Course: BIOL 4370/5370 - Chapter 6
Biotransformation: The metabolic conversion of chemicals (both endogenous and xenobiotic) to more water-soluble compounds for easier excretion from the body.
Mechanism: Involves various enzymes, both constitutive and those induced by xenobiotics.
Key Reaction Types:
Hydrolysis
Reduction
Oxidation
Conjugation (e.g., glucuronidation, sulfonation, methylation)
Enzymes are distributed across various tissues and subcellular compartments, predominantly located in the liver, with additional presence in:
Skin
Lung
Nasal mucosa
Kidney
Eye
GI tract
Inside the Cell: Primarily found in the endoplasmic reticulum (E.R.), with some in cytoplasm, mitochondria, nuclei, and lysosomes.
Reactions that introduce or unmask a polar group to increase water solubility of the xenobiotic for excretion.
Involves covalent attachment of small polar endogenous molecules to form water-soluble compounds to facilitate excretion.
Examples of compounds classified by water solubility:
Alkene: Not soluble
Aldehyde: Somewhat soluble
Alcohol: Soluble
Amine: Soluble
Carboxylic Acid: Soluble
Structure-related properties dictate solubility levels and transformation reactions.
Types of Reactions Include:
Hydrolysis: Conversion of xenobiotics; involves various enzymes located throughout the body (e.g., carboxylesterase).
Reduction: Often involves the reduction of certain metals, aldehydes, and other oxidized forms.
Oxidation:
Managed primarily by Cytochrome P450 (CYP) enzymes located mainly in the liver's E.R.
Catalyzes monooxygenation and other oxidation reactions using NADPH.
Key Enzymes:
Alcohol dehydrogenase (ADH)
Aldehyde dehydrogenase
Dihydrodiol dehydrogenase
Xanthine oxidase
Flavin monooxygenase (FMO)
These enzymes play crucial roles in the transformation and detoxification of xenobiotics.
Conjugation Reactions: Involve covalent attachment of functional groups to xenobiotics to improve hydrophilicity and excretion.

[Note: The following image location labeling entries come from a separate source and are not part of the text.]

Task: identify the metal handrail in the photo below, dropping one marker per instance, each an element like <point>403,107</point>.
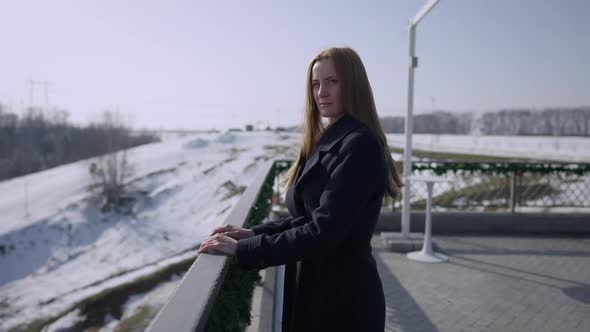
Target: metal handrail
<point>189,307</point>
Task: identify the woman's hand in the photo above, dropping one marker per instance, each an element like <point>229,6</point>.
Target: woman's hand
<point>233,232</point>
<point>220,243</point>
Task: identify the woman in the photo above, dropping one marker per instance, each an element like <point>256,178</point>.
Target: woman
<point>336,187</point>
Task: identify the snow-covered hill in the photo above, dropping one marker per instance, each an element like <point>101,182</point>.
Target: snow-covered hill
<point>57,247</point>
<point>67,249</point>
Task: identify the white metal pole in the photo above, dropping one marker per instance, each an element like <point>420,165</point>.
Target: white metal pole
<point>427,247</point>
<point>406,211</point>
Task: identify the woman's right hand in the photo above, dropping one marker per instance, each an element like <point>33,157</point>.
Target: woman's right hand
<point>233,232</point>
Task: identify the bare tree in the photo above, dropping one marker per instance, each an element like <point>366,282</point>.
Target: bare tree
<point>112,169</point>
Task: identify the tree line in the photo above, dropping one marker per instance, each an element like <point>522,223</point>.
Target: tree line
<point>38,139</point>
<point>572,121</point>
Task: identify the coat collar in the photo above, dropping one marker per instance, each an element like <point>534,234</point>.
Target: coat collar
<point>332,135</point>
<point>337,131</point>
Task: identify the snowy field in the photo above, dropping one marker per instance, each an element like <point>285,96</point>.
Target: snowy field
<point>566,149</point>
<point>66,249</point>
<point>57,247</point>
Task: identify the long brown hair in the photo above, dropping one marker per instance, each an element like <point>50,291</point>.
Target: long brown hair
<point>357,100</point>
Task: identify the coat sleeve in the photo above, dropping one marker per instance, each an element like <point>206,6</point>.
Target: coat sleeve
<point>359,176</point>
<point>277,226</point>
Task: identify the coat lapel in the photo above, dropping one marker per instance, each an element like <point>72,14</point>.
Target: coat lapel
<point>331,136</point>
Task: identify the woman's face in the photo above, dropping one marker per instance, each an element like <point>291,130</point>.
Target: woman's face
<point>326,89</point>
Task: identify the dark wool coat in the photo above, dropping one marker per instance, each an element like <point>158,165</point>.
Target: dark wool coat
<point>334,204</point>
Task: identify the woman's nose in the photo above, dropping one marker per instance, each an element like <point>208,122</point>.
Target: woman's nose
<point>323,91</point>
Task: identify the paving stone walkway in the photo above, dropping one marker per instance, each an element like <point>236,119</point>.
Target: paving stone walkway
<point>490,284</point>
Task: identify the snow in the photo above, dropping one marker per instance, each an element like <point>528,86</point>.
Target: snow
<point>570,149</point>
<point>66,249</point>
<point>57,248</point>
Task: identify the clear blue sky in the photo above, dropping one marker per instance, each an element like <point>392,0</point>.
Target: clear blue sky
<point>217,64</point>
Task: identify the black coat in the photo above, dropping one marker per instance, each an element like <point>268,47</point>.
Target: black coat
<point>334,205</point>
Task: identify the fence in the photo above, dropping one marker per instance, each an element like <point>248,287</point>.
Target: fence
<point>502,186</point>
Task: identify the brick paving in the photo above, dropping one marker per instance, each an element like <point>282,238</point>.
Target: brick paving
<point>490,283</point>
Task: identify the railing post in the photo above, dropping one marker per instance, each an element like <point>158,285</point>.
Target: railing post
<point>512,202</point>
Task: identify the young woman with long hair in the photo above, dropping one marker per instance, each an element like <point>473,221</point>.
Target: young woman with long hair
<point>335,191</point>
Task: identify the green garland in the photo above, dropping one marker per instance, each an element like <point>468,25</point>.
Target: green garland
<point>231,310</point>
<point>489,167</point>
<point>517,168</point>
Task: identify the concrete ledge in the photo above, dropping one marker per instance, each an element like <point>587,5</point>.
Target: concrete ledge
<point>490,223</point>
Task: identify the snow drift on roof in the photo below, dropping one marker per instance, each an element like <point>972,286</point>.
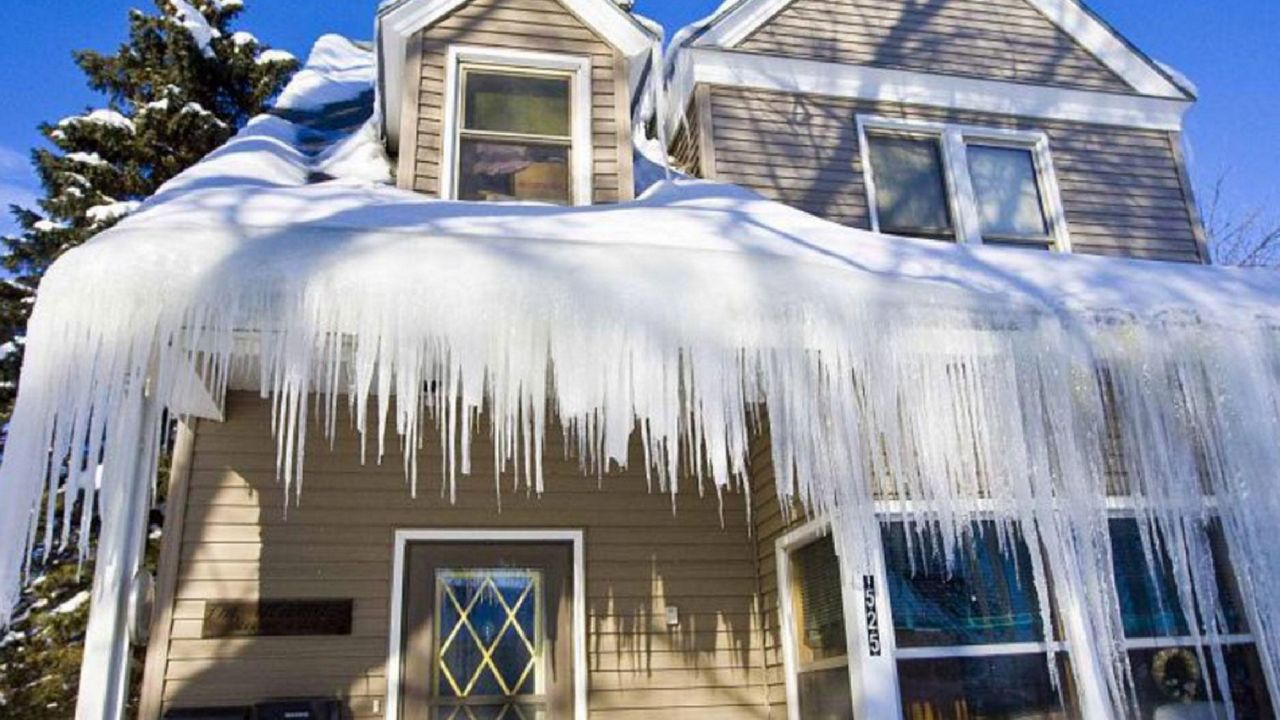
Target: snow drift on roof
<point>977,383</point>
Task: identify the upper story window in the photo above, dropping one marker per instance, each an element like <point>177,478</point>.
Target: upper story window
<point>517,127</point>
<point>961,183</point>
<point>515,139</point>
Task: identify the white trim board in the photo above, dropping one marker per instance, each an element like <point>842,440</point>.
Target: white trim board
<point>856,82</point>
<point>583,151</point>
<point>397,23</point>
<point>1069,16</point>
<point>476,536</point>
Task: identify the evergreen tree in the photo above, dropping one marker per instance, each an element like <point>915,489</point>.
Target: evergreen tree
<point>181,86</point>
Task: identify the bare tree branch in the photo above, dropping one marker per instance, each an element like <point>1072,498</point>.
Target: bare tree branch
<point>1248,238</point>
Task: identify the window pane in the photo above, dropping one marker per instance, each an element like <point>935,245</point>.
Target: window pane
<point>819,613</point>
<point>1173,686</point>
<point>983,688</point>
<point>910,188</point>
<point>488,636</point>
<point>516,103</point>
<point>513,171</point>
<point>824,695</point>
<point>1008,194</point>
<point>1148,605</point>
<point>984,597</point>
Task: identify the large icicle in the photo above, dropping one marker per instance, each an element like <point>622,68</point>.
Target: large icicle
<point>947,384</point>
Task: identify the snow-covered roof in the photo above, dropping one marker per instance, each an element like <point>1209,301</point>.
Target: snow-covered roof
<point>883,367</point>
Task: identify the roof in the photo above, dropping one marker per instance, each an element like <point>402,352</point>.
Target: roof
<point>286,261</point>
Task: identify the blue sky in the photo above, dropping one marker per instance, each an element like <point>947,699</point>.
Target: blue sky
<point>1228,48</point>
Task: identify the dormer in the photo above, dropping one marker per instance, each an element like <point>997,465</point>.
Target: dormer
<point>511,100</point>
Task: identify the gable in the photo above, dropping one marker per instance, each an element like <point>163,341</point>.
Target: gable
<point>400,19</point>
<point>1048,42</point>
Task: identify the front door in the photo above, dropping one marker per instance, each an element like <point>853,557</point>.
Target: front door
<point>488,632</point>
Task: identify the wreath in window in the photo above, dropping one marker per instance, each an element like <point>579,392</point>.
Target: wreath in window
<point>1176,673</point>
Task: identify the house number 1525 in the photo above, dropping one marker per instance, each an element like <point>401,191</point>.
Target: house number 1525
<point>871,606</point>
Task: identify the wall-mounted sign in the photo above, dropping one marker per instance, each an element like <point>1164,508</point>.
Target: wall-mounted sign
<point>871,605</point>
<point>277,618</point>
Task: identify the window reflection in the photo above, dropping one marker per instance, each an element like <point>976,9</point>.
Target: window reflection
<point>983,596</point>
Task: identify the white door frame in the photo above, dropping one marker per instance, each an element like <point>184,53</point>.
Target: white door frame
<point>478,536</point>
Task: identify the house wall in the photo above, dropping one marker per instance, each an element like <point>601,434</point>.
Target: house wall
<point>1124,191</point>
<point>542,26</point>
<point>769,524</point>
<point>238,542</point>
<point>1005,40</point>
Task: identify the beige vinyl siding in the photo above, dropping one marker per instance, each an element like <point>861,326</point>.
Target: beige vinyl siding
<point>1006,40</point>
<point>1123,190</point>
<point>542,26</point>
<point>240,542</point>
<point>769,524</point>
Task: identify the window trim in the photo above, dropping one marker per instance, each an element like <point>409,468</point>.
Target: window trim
<point>520,62</point>
<point>882,703</point>
<point>396,634</point>
<point>1125,507</point>
<point>963,200</point>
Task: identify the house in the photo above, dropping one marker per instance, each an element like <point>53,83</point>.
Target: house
<point>882,437</point>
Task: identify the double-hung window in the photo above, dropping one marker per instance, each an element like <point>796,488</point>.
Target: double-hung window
<point>517,127</point>
<point>969,633</point>
<point>963,637</point>
<point>1174,674</point>
<point>961,183</point>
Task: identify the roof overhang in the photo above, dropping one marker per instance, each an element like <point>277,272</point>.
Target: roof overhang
<point>737,22</point>
<point>400,19</point>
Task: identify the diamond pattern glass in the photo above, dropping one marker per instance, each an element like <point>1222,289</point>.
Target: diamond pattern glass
<point>489,642</point>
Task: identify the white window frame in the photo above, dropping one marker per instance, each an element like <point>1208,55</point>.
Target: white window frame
<point>1125,509</point>
<point>874,678</point>
<point>961,197</point>
<point>579,68</point>
<point>405,537</point>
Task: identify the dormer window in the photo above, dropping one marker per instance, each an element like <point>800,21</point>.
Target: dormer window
<point>515,140</point>
<point>517,127</point>
<point>961,183</point>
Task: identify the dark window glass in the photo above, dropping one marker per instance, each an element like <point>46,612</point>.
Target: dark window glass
<point>821,613</point>
<point>1148,602</point>
<point>982,597</point>
<point>1173,684</point>
<point>1010,687</point>
<point>522,104</point>
<point>498,171</point>
<point>910,188</point>
<point>488,633</point>
<point>1008,194</point>
<point>818,616</point>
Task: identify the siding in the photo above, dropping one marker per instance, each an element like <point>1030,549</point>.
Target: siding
<point>525,24</point>
<point>1123,190</point>
<point>640,557</point>
<point>1006,40</point>
<point>769,524</point>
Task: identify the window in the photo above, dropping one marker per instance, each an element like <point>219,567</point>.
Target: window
<point>1173,678</point>
<point>968,185</point>
<point>818,636</point>
<point>517,127</point>
<point>910,186</point>
<point>959,641</point>
<point>970,637</point>
<point>515,140</point>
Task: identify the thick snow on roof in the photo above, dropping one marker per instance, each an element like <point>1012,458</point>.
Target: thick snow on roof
<point>883,367</point>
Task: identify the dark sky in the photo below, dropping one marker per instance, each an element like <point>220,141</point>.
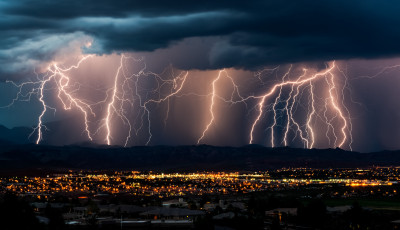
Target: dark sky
<point>204,37</point>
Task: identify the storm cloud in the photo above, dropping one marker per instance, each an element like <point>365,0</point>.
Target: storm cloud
<point>237,34</point>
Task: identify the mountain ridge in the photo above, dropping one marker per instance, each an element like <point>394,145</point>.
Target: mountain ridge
<point>14,157</point>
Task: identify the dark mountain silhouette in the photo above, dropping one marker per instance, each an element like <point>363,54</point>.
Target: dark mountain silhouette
<point>184,158</point>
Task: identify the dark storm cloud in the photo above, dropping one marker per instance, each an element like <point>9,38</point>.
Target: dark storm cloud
<point>245,34</point>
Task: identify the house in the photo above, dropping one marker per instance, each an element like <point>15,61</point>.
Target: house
<point>172,214</point>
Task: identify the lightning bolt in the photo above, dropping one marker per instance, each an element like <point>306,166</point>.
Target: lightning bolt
<point>127,95</point>
<point>58,76</point>
<point>214,96</point>
<point>331,104</point>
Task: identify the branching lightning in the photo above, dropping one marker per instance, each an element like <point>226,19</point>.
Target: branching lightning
<point>290,110</point>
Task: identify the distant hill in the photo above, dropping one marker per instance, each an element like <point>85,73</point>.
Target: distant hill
<point>184,158</point>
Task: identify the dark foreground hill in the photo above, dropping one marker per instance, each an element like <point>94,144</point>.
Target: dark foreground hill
<point>183,158</point>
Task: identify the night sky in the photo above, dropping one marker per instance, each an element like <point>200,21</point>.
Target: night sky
<point>198,72</point>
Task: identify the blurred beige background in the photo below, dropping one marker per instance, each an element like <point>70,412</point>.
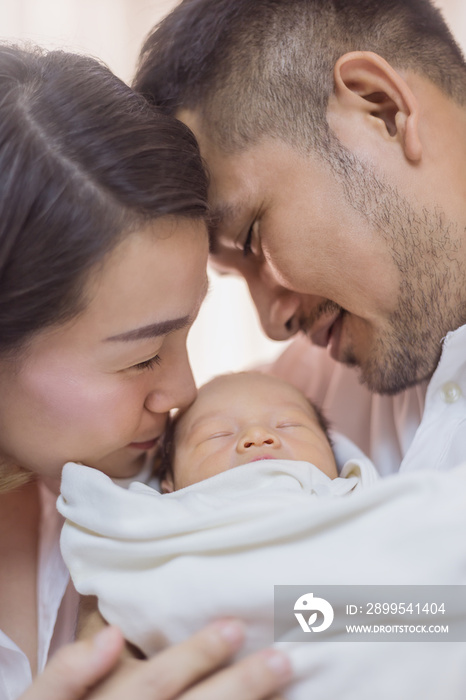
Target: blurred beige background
<point>226,335</point>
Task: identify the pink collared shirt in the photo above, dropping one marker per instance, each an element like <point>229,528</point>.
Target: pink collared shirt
<point>421,428</point>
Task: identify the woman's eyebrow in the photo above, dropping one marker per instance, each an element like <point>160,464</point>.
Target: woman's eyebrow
<point>153,330</point>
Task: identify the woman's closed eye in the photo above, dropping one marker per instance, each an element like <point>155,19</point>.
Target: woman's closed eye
<point>148,364</point>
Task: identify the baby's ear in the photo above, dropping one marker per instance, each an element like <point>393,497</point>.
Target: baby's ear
<point>167,485</point>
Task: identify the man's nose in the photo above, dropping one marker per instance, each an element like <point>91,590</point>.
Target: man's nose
<point>257,436</point>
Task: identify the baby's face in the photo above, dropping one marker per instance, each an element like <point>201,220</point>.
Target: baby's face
<point>244,418</point>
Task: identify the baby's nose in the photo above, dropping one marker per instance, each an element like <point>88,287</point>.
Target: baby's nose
<point>256,436</point>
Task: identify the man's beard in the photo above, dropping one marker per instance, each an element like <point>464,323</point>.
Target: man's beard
<point>424,247</point>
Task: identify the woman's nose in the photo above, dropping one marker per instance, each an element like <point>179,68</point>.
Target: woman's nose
<point>257,436</point>
<point>176,389</point>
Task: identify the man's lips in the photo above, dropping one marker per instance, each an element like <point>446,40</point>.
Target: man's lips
<point>145,445</point>
<point>322,330</point>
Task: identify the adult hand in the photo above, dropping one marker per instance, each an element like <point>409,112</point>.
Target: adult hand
<point>188,671</point>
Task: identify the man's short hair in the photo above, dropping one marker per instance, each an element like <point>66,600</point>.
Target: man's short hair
<point>265,67</point>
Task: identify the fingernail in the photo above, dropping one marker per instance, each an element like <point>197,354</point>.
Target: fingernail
<point>232,631</point>
<point>279,663</point>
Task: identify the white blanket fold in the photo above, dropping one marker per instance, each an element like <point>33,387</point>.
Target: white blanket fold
<point>162,566</point>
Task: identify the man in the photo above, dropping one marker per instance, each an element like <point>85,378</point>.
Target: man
<point>334,133</point>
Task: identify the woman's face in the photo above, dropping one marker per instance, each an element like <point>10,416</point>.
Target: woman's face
<point>97,389</point>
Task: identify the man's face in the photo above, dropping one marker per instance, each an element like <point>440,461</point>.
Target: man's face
<point>242,418</point>
<point>348,261</point>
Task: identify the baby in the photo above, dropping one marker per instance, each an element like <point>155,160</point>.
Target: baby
<point>242,418</point>
<point>252,498</point>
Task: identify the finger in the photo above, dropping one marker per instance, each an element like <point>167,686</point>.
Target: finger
<point>255,678</point>
<point>77,667</point>
<point>173,670</point>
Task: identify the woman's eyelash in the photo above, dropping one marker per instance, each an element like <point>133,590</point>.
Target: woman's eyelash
<point>247,249</point>
<point>148,364</point>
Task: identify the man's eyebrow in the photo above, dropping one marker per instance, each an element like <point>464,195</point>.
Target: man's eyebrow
<point>153,330</point>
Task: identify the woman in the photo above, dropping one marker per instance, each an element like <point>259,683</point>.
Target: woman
<point>102,271</point>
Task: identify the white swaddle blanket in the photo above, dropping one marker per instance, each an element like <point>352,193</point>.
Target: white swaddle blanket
<point>162,566</point>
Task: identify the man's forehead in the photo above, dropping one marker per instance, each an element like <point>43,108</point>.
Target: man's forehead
<point>222,217</point>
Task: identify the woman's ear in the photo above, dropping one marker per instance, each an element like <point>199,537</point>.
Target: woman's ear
<point>167,485</point>
<point>367,85</point>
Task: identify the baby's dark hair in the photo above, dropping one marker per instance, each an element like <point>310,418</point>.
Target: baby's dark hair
<point>166,453</point>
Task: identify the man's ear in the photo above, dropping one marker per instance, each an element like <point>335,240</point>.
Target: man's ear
<point>167,485</point>
<point>366,84</point>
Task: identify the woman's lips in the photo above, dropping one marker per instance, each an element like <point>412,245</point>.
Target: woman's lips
<point>144,446</point>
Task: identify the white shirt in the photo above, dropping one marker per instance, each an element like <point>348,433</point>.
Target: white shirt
<point>57,605</point>
<point>57,598</point>
<point>422,428</point>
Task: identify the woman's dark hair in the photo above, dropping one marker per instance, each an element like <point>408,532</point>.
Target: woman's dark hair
<point>83,161</point>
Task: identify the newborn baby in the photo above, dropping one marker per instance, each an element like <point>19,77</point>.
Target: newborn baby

Key pathways include:
Glucuronidation (using UDP-glucuronic acid)
Sulfonation (using PAPS)
Acetylation (using acetyl coenzyme A)
Methylation (using S-adenosylmethionine)
Most conjugation reactions are facilitated by transferase enzymes.
Glucuronidation: Endogenous substrates include hormones and bilirubin.
Sulfonation: Transfer of sulfates from PAPS to xenobiotics with -OH groups.
Acetylation: Major route for aromatic amines; catalyzed by N-acetyltransferases.
Amino Acid Conjugation: Limited but specific to certain xenobiotics.
Glutathione Conjugation: Targets electrophile xenobiotics for detoxification and excretion; crucial for safety against reactive compounds.
-Individual variations in CYP enzyme levels and activity are affected by:
Genetic mutations
Environmental factors (other xenobiotic exposures, dietary habits, diseases)
Interaction between drugs resulting in either inhibition or induction of enzyme activity.
Understanding biotransformation pathways is critical for predicting responses to drugs, potential toxicity, and the overall impact on metabolism in humans. It informs therapeutic interventions and safety assessments of chemicals.